The Columbus Dispatch

Public lands chief hangs on thanks to trick

- Matthew Brown

BILLINGS, Mont. — A former oil industry attorney will continue calling the shots for a government agency that oversees nearly a quarter-billion public acres in the West, despite the White House saying over the weekend that President Donald Trump would withdraw the nomination of William Perry Pendley.

Pendley’s continued reign at the Interior Department’s Bureau of Land Management comes under an unusual arrangemen­t that Pendley himself set up months ago, according to a document obtained by The Associated Press.

In May, as a temporary authorizat­ion for him to lead the agency was about to expire, Pendley signed an order that made his own position, deputy director of policy and programs, the bureau’s default leadership post while the director’s slot is vacant, the document shows.

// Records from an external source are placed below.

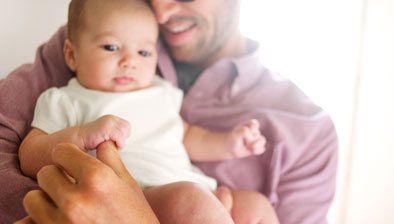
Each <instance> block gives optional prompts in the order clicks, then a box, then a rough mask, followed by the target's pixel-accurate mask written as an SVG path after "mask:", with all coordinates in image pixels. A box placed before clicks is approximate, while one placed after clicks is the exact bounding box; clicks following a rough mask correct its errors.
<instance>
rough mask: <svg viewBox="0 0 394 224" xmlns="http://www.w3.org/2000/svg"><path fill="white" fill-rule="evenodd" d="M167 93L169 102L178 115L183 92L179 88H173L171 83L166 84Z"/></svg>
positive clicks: (179, 111)
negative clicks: (174, 106) (176, 111)
mask: <svg viewBox="0 0 394 224" xmlns="http://www.w3.org/2000/svg"><path fill="white" fill-rule="evenodd" d="M166 88H167V92H168V93H169V94H168V95H169V97H170V102H172V103H173V105H174V106H175V109H176V111H177V112H178V113H179V112H180V110H181V106H182V101H183V92H182V90H180V89H179V88H177V87H175V86H173V85H172V84H171V83H166Z"/></svg>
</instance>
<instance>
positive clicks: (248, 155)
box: [183, 120, 266, 161]
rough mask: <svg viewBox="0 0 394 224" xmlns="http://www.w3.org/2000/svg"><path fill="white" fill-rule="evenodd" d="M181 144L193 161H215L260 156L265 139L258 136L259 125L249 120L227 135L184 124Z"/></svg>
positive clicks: (222, 133) (262, 152) (263, 145)
mask: <svg viewBox="0 0 394 224" xmlns="http://www.w3.org/2000/svg"><path fill="white" fill-rule="evenodd" d="M184 128H185V136H184V139H183V143H184V145H185V147H186V150H187V152H188V154H189V157H190V159H191V160H193V161H215V160H226V159H234V158H242V157H246V156H250V155H257V154H261V153H263V152H264V150H265V142H266V140H265V138H264V136H262V135H261V134H260V131H259V123H258V121H256V120H250V121H248V122H245V123H242V124H240V125H238V126H236V127H235V128H234V129H233V130H232V131H231V132H228V133H214V132H210V131H208V130H205V129H203V128H201V127H197V126H192V125H189V124H187V123H186V122H184Z"/></svg>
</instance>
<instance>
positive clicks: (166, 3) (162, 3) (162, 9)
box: [151, 0, 180, 24]
mask: <svg viewBox="0 0 394 224" xmlns="http://www.w3.org/2000/svg"><path fill="white" fill-rule="evenodd" d="M151 4H152V7H153V10H154V11H155V15H156V19H157V22H158V23H159V24H165V23H166V22H167V21H168V20H169V19H170V18H171V16H172V15H174V14H175V12H176V11H177V10H178V9H179V6H180V4H179V2H177V1H174V0H151Z"/></svg>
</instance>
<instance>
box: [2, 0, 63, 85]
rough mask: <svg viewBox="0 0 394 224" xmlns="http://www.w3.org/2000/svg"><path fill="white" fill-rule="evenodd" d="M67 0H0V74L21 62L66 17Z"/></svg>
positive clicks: (31, 61) (45, 39)
mask: <svg viewBox="0 0 394 224" xmlns="http://www.w3.org/2000/svg"><path fill="white" fill-rule="evenodd" d="M68 3H69V0H34V1H32V0H0V29H1V34H0V49H1V55H0V78H3V77H5V76H6V75H7V74H8V73H10V72H11V71H12V70H13V69H15V68H16V67H17V66H19V65H21V64H22V63H28V62H29V63H30V62H33V60H34V57H35V51H36V49H37V47H38V46H39V45H41V44H42V43H44V42H45V41H46V40H48V39H49V37H51V36H52V34H54V33H55V32H56V30H57V29H58V28H59V27H60V25H62V24H65V23H66V21H67V10H68V8H67V7H68Z"/></svg>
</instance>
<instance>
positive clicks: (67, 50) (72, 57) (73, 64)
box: [63, 39, 77, 72]
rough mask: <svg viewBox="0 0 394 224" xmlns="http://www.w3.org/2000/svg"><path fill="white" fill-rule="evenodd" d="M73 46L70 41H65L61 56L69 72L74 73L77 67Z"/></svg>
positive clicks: (70, 41)
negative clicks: (62, 53) (75, 59)
mask: <svg viewBox="0 0 394 224" xmlns="http://www.w3.org/2000/svg"><path fill="white" fill-rule="evenodd" d="M74 47H75V46H74V44H73V43H72V42H71V40H70V39H67V40H66V41H65V42H64V48H63V54H64V59H65V61H66V64H67V66H68V67H69V68H70V69H71V71H73V72H75V71H76V70H77V65H76V63H75V51H74Z"/></svg>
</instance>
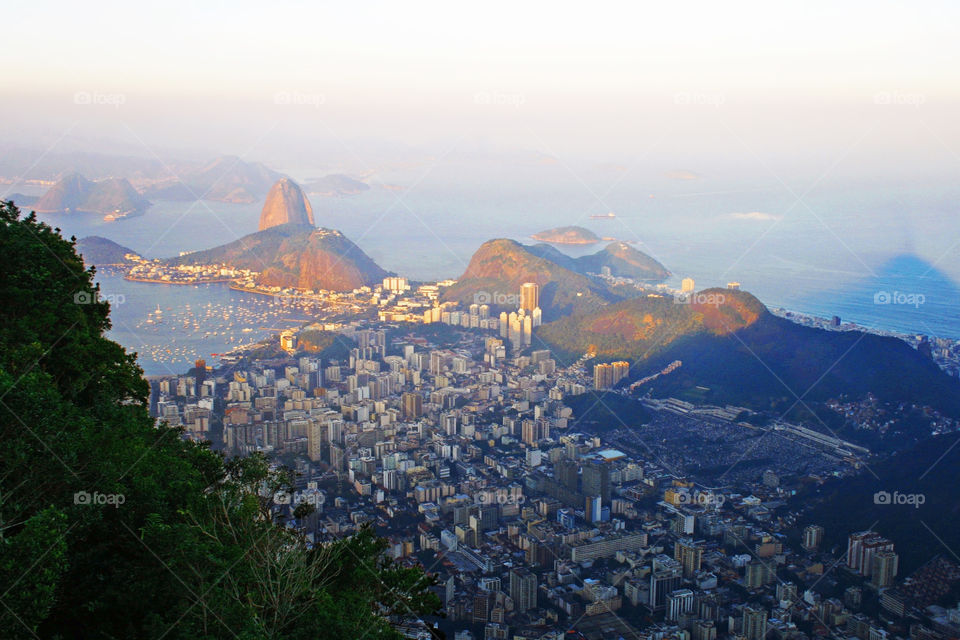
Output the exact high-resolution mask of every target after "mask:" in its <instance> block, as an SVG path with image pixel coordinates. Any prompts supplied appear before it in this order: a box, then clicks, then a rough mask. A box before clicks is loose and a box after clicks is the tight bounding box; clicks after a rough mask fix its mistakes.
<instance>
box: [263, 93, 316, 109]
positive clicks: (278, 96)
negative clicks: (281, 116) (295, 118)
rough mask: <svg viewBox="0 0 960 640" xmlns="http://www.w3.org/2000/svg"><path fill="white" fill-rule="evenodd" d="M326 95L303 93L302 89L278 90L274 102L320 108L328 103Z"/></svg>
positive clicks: (283, 103) (282, 104)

Interior Department spokespers­on Conner Swanson confirmed that the arrangemen­t outlined in Pendley’s order means he will continue to lead the bureau. The order has no specified end date. Whether another nominee will be named is up to the White House, Swanson added.

Any withdrawal of Pendley’s nomination won’t be official until the Senate returns to session.

Pendley is a longtime industry attorney and property rights advocate from Wyoming. Prior to joining the Trump administra­tion, he had called for the government to sell its public lands.

Details of the succession plan prompted Democrats to renew their calls for Pendley’s removal.

“That’s baloney. That’s not how it works,” said Sen. Jon Tester, a Montana Democrat. “You don’t want the deputy director of policy and programs being able to dictate who’s in charge of the (bureau.) It’s too important an agency.”

The bureau’s holdings are sweeping, with nearly 10 percent of all U.S. land under its dominion, mostly across the West.